Answer: 13 groups of 3 students
Solution: We need to test for divisibility. 39 can’t be divided into groups of 2 because it isn’t even. It can be divided into groups of 3 because the sum of its digits is 3 + 9 = 12 and 12 is divisible by 3. Next, we need to divide the class: 39 ÷ 3 = 13, so there must be 13 equal groups of 3. If we continue testing for divisibility, we’ll find that 1, 3, 13, and 39 are all of the factors of 39, so 3 groups of 13 and 13 groups of 3 are the only ways for the students to be assigned into equal groups.
Middle School:
Question: Mr. Brown teaches 6th grade math and runs the chess club. 75% of the students in his chess club are also in his math class. The other 8 students in the chess club have a different math teacher. How many students are there in the chess club?
Answer: 32 students
Solution: If 75% of the students are in Mr. Brown’s math class, that means that 25% are not. We know that 8 is 25%, or one quarter, of the total number of students, so the total must be 8 × 4 = 32 students.
Algebra & Up:
Question: Mr. Wilson’s statistics class is hanging posters around the classroom that feature different graphs. There are twice as many dot plots as there are histograms. There are four more dot plots than pie chart posters. There are three more box-and-whisker plots than dot plots. Mr. Wilson also has a poster of a kitten in his classroom. Altogether, there are 28 posters. How many of each type of poster are there?

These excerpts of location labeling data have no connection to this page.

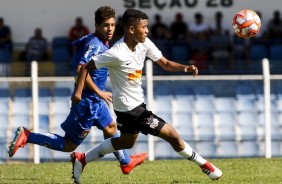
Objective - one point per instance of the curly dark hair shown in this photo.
(103, 13)
(132, 16)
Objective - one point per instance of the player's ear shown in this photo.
(131, 29)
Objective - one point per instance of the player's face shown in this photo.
(141, 31)
(106, 28)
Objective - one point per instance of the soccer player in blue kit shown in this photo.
(92, 110)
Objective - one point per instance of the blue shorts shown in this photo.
(82, 117)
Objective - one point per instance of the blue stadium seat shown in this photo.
(20, 120)
(180, 53)
(5, 56)
(4, 125)
(4, 107)
(43, 107)
(62, 94)
(60, 42)
(182, 88)
(224, 104)
(44, 123)
(245, 90)
(184, 125)
(258, 52)
(61, 107)
(21, 107)
(45, 94)
(4, 94)
(204, 105)
(275, 52)
(163, 104)
(205, 126)
(184, 104)
(60, 55)
(204, 91)
(245, 105)
(162, 89)
(164, 150)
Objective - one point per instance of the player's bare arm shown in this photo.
(176, 67)
(105, 95)
(76, 97)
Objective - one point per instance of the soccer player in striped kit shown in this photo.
(92, 110)
(125, 61)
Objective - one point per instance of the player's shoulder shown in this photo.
(118, 46)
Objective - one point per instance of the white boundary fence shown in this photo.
(266, 78)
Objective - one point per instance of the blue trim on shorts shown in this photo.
(82, 117)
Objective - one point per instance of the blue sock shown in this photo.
(121, 155)
(49, 140)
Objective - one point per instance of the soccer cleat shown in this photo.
(213, 172)
(19, 140)
(134, 161)
(78, 164)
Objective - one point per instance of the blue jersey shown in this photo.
(86, 47)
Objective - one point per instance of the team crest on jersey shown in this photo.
(85, 133)
(153, 122)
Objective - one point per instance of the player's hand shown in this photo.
(106, 96)
(192, 68)
(76, 98)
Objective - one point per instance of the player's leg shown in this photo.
(79, 160)
(104, 122)
(50, 140)
(169, 134)
(128, 125)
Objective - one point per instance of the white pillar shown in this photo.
(267, 119)
(150, 98)
(34, 82)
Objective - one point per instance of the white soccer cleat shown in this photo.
(213, 172)
(78, 164)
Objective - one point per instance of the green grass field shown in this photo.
(237, 171)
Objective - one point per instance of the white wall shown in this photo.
(55, 17)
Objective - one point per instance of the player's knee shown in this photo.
(69, 146)
(128, 145)
(110, 130)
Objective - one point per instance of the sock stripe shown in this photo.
(193, 156)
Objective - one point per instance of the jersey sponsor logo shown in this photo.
(90, 48)
(134, 75)
(85, 133)
(128, 63)
(118, 124)
(152, 122)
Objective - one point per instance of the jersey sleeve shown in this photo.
(152, 51)
(90, 50)
(105, 59)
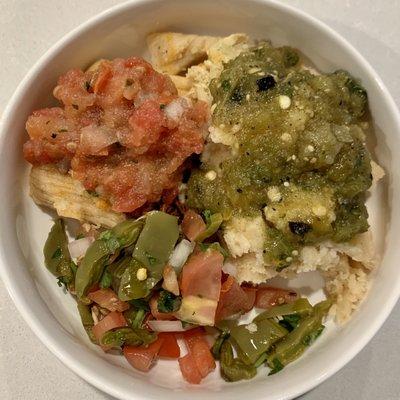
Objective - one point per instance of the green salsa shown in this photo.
(297, 150)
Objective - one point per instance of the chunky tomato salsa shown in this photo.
(122, 130)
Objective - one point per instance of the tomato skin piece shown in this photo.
(203, 358)
(192, 336)
(192, 225)
(199, 350)
(107, 298)
(268, 297)
(112, 320)
(201, 275)
(157, 314)
(234, 299)
(141, 358)
(189, 369)
(170, 347)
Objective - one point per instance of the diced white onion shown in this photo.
(168, 326)
(180, 254)
(229, 268)
(78, 248)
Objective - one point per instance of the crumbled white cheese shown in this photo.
(284, 102)
(274, 194)
(254, 70)
(319, 210)
(236, 128)
(141, 274)
(243, 235)
(252, 328)
(211, 175)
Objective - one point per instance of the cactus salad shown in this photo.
(191, 178)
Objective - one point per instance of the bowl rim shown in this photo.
(16, 293)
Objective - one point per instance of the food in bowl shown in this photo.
(196, 180)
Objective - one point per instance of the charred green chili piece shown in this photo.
(213, 222)
(251, 341)
(234, 369)
(216, 349)
(56, 255)
(135, 317)
(132, 337)
(98, 254)
(87, 320)
(299, 306)
(293, 345)
(116, 270)
(152, 250)
(131, 287)
(156, 241)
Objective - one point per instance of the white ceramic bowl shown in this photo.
(121, 31)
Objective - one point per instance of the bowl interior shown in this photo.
(24, 226)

Answer: 8 dot plots, 4 histograms, 4 pie charges, 11 box-and-whisker plots
Solution: Let’s define d as the number of dot plot posters. The number of histograms is 1/2d, the number of pie charts is d – 4, the number of box-and-whisker plots is d + 3, and the number of kittens is 1. We can turn all of that into an equation: d + (1/2d) + (d – 4) + (d + 3) + 1 = 31/2d = 28. From there, we can solve for d, which is 8. Once we know that, we can evaluate the rest of the poster counts.